16. What is the interpretation of the coefficients for median_income, income_inequality and pct_immigrant? Why is the coefficient for median income so small? Why does the number of observations vary for each regression? Which variable’s variance explains more of the variance in Marine Le Pen’s vote?

  • All three have a weak negative correlation with vote share (for median income the real number is -0.0005169, however in rounding this is displayed as -0.00 which would be equal to no relationship)
  • The median income coefficient is so small because of the much larger scaled (from 0 to more than 40,000, compared with just 0-10 for income inequality and 0 - 100 for % immigrants)
  • The number of observations varies for each regression because not every area collects information on income inequality.
  • The variable’s variance which exlains more of the variance in Le Pen’s vote is income inequality, which has an R2 of 0.05

17. Comment on the \(R^2\) of the three regressions.

-For all three regressions \(R^2\) is extremely small. This means that the data fits very poorly with the regression line. Stated another way, this means that the models given here explain very little of the observed variation

18. Standardize the regressors and re-run the regressions. You can do this either by demeaning the variables and dividing by their standard deviation or by adding scale = TRUE in your export_summs() function. How do you interpret the (slope) coefficients now? Why has the coefficient for median income changed so much? What can you say about the magnitude of the association of each of these variables with Marine Le Pen’s vote share?
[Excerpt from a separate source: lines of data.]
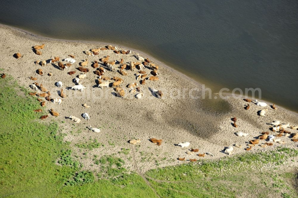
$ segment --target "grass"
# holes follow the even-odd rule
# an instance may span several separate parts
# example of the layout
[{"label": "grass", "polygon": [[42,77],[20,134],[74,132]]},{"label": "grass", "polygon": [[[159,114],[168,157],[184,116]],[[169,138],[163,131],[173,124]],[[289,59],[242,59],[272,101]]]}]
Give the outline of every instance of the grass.
[{"label": "grass", "polygon": [[98,142],[97,140],[94,139],[92,141],[84,143],[77,144],[75,146],[81,149],[88,149],[91,150],[93,149],[97,149],[101,146],[104,146],[104,145]]},{"label": "grass", "polygon": [[[97,180],[81,170],[58,124],[44,124],[50,120],[33,112],[42,108],[28,92],[11,77],[0,79],[0,197],[155,197],[137,174]],[[99,146],[91,143],[82,146]]]},{"label": "grass", "polygon": [[296,197],[298,192],[287,180],[294,179],[297,173],[273,174],[274,168],[260,169],[267,164],[280,166],[297,156],[298,150],[281,147],[273,151],[158,169],[146,176],[161,197],[262,197],[273,193],[273,197]]},{"label": "grass", "polygon": [[[285,147],[152,170],[145,175],[150,186],[129,173],[119,154],[92,155],[100,170],[82,170],[58,124],[41,121],[33,111],[40,107],[27,92],[11,78],[0,79],[0,197],[156,197],[151,188],[161,197],[298,197],[297,173],[274,170],[298,156],[298,150]],[[103,145],[91,139],[76,146]],[[140,154],[142,160],[159,163]]]}]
export_summs(modelincome, modelinequality, modelimmigrant, scale=TRUE)
Model 1 Model 2 Model 3
(Intercept) 26.51 *** 23.33 *** 26.37 ***
(0.05)    (0.11)    (0.05)   
median_income -1.50 ***                
(0.05)                   
income_inequality         -1.90 ***        
        (0.11)           
pct_immigrant                 -1.81 ***
                (0.05)   
N 31519        5122        34916       
R2 0.03     0.05     0.04    
All continuous predictors are mean-centered and scaled by 1 standard deviation. *** p < 0.001; ** p < 0.01; * p < 0.05.

-All three coefficients remain small, negative numbers, meaning weak negative relation for all three. They are now all also much closer to one another. -The coefficient for median income has changed so much because the three values have now been adjusted for scale, so the fact that the spread of results for median_income is so much larger has been taken into account - The magnitude of the assoication of median income and % of immigrants is now stronger, whilst the correlation between vote share and income inequality is weaker. Nevertheless, the correlation remains weak for all three.

19. Can you interpret these estimates causally? Why not? How would you go about trying to assess whether income inequality at the municipality level has a causal impact on the vote percentage for Marine Le Pen?

No, because there is potentially other confounding factors that we are not controlling for. We might expect areas with lower incomes to be slightly more likely to vote for Le Pen, but it might be the case that rural areas have lower incomes on average, and there may be a causal link between living rurally and voting for Le Pen instead that this model does not account for. - To more reliably make a causal claim about income inequality we would need to carry out a multiple regression analysis controlling for other potentially confounding factors. This would allow us to isolate the effect of income inequality on vote share.

Well done!

And that’s it for this midterm! I hope you had fun, or at least some fun, doing it and that you improved your R skills. I also hope you got a sense of what “real” data looks like and how it can be tamed by using the great tools that R provides.